Da uns nun wirklich nicht der Sinn nach einem Fiat Panda stand, bezahlten wir zähneknirschend die 36 Euro und machten uns auf den Weg zu unserem Gefährt. Angemerkt sei, dass wir uns nach unserem Urlaub an die Autoverleihfirma Holiday Autos GmbH  mit der Bitte um Prüfung wandten und prompt jeden einzelnen Cent zurückerstattet bekamen. Das verdient unseren Dank und einen Link.

  

Gegen 19 Uhr verließen wir dann endlich das Flughafengelände und stürzten uns ins Gewühl der abendlichen Rush Our von Palermo. Nachdem wir in dem unüberschaubaren Verkehrschaos annähernd eine Stunde zubrachten, erreichten wir am anderen Ende der Stadt die Autobahn, sodass uns von unserem Urlaubsort Taormina, auf der gegenüberliegenden Seite Siziliens gelegen, noch 260 km trennten.

 

Unser während unserer Reiseplanung gesetztes Ziel, spätestens 21 Uhr das Hotel zu erreichen, erwies sich plötzlich grotesk unrealistisch. Wir setzten uns diesen ehrgeizigen Plan, weil wir das Hotel mit Halbpension buchten und bis 21 Uhr unser Abendbrot in Empfang nehmen wollten. Nun schien es, dass uns statt eines gut gefüllten Buffets nur ein schnelles Gericht an einer Raststätte übrig bleiben sollte. Um sicher zu gehen, wählten wir die Nummer des Hotels und kündigten unsere verspätete Ankunft an. Auf unsere Frage hin versprach man, für uns eine Kleinigkeit zum Abendessen bereit zu halten.

 

Gegen 22 Uhr parkten wir den „Kleinen“ vor dem Haupteingang des in Letojanni gelegenen und an einem Hang terrassenförmig angelegten 4-Sterne Hotel Antares Olimpo. Der freundliche Herr an der Rezeption überreichte uns unseren Zimmerschlüssel und deutete auf das Restaurant, wo für uns eine Kleinigkeit bereitgestellt sei.

 

Unser großzügig bemessenes Zimmer lag in der obersten Etage und verfügte über einen Balkon, von dem man eine traumhafte Aussicht über das nächtliche Letojanni hinaus aufs Meer hatte.

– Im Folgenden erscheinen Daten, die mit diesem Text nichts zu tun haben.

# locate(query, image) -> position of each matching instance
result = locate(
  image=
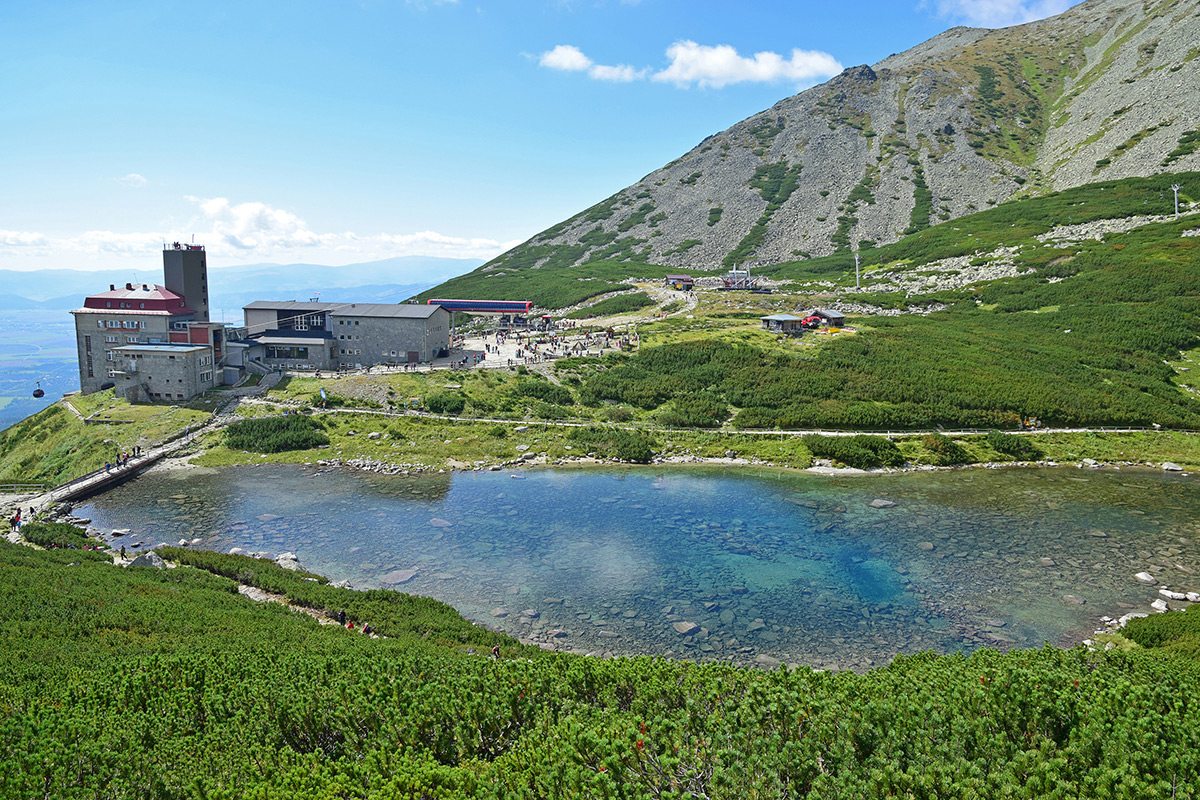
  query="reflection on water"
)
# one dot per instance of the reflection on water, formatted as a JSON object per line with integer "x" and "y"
{"x": 762, "y": 564}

Im Bad überraschte uns ein Whirlpool, von denen es in diesem Hotel, wie wir später erfahren sollten, gerade einmal 5 Stück gibt.

 

Dem fortschreitenden Appetit nachgebend fuhren wir wieder hinunter ins Restaurant, wo wir einen für uns liebevoll eingedeckten Tisch mit zumeist sizilianischer Küche vorfanden. Neben reichlich Wurst, Käse, Oliven und Früchte stand auch eine große Flasche Wasser bereit. Von der benachbarten Bar drang dezente Musik zu uns, sodass zum Candlelight-Dinner nur noch das besagte Kerzenlicht fehlte.

 

Den Wohlfühlabend beendeten wir bei einer Flasche Wein auf dem Balkon unseres Zimmers, wo wir, geschützt, einem heftigen Gewitter beiwohnten, welches mehrfach zu kurzen Stromausfällen in der Stadt und unserem Hotel führte.

 

7. Tag

 

Das Frühstücksbuffet dieses Hotels stellt das des Cristoforo Colombo in Rom deutlich in den Schatten. Reichhaltige Vielfalt erwartete uns, um uns für den Tag zu stärken.

 

Nach unserem Frühstück begannen wir den Tag mit einem Strandspaziergang. Während das Wasser des Ionischen Meers sehr sauber war und zum Hineinspringen einlud, trotzte der feine Kieselsandstrand nur so vor Müll.

Später erfuhren wir, dass der Strand nur in der Saison von Unrat befreit wird und man fragt sich besorgt, was das für Menschen sein müssen, die diesen Strand in der restlichen Zeit so verkommen lassen. Ein Bild übrigens, dass uns während unserer Ausflüge auf Sizilien leider öfter begegnete.

 

Ganz anders dagegen das Flair des benachbarten Taormina. Auf einem Felsvorsprung des Monte Tauro liegt dieses Touristenzentrum 200 m über dem Meer. In den Strassen Taorminas sind Parkplätze Rarität und nur mit Mühe gelang es uns, einen solchen zu finden.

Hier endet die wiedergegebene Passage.